Ecuador Table of Contents
Cultivation of, and trafficking in, drugs was less of a problem in Ecuador than in neighboring countries. Coca cultivation, which began in 1984, had been essentially eliminated by late 1987 as a result of vigorous government action. With the assistance of the United States, which lent two helicopters, the Ecuadorian police detected and uprooted plantings of the crop, grown mostly along the border with Colombia. The police also interdicted shipments of cocaine and other coca products across Ecuador's territory to markets and processing centers elsewhere and suppressed cocaine refining laboratories within its borders.

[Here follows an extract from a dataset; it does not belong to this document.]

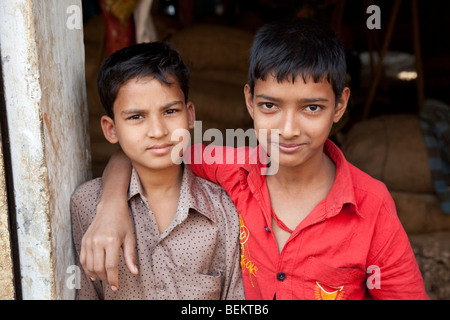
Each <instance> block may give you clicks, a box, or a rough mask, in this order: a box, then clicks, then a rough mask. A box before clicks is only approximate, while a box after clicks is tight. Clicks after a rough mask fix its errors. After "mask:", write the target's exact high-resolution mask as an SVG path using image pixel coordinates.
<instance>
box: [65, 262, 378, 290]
mask: <svg viewBox="0 0 450 320" xmlns="http://www.w3.org/2000/svg"><path fill="white" fill-rule="evenodd" d="M66 274H67V275H68V277H67V279H66V287H67V288H68V289H70V290H74V289H77V290H79V289H81V269H80V267H78V266H77V265H70V266H69V267H67V269H66ZM366 274H370V276H368V277H367V279H366V287H367V289H369V290H372V289H381V271H380V267H379V266H376V265H371V266H369V267H368V268H367V270H366Z"/></svg>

In early 1989, however, drug traffickers reportedly moved into the country from Colombia and Bolivia because of Ecuador's easier access to the United States market. The United States Drug Enforcement Administration estimated that thirty to fifty tons a year of Colombian cocaine were being shipped through Ecuador destined for the United States, Europe, and Asia. Cocaine had been found in container shipments of Ecuadorian frozen orange concentrate and chocolates and in air deliveries of fresh flowers. Analysts also believed that the Colombian Medellín Cartel had purchased Ecuadorian companies. Few big drug seizures had been made because of the limited resources of local authorities, although coca laboratories continued to be raided and destroyed.
In October 1988, assailants assumed to have been drug dealers murdered a superior court judge in Quito who had been working on a number of drug trafficking cases. Other judges had received death threats. Despite the fact that Ecuador has bank secrecy laws, United States officials believed that the weakness of the sucre limited Ecuador's potential to become a major money-laundering center.
In an effort to assist Ecuadorian drug-control efforts, the United States supplied a number of powerboats for patrolling rivers in the north and islands near the port of Guayaquil and supplied training by the United States Navy. It also furnished sniffer dogs to detect drugs in export shipments and baggage. In FY 1990 President George Bush requested from Congress US$1.4 million in drug-control assistance for Ecuador.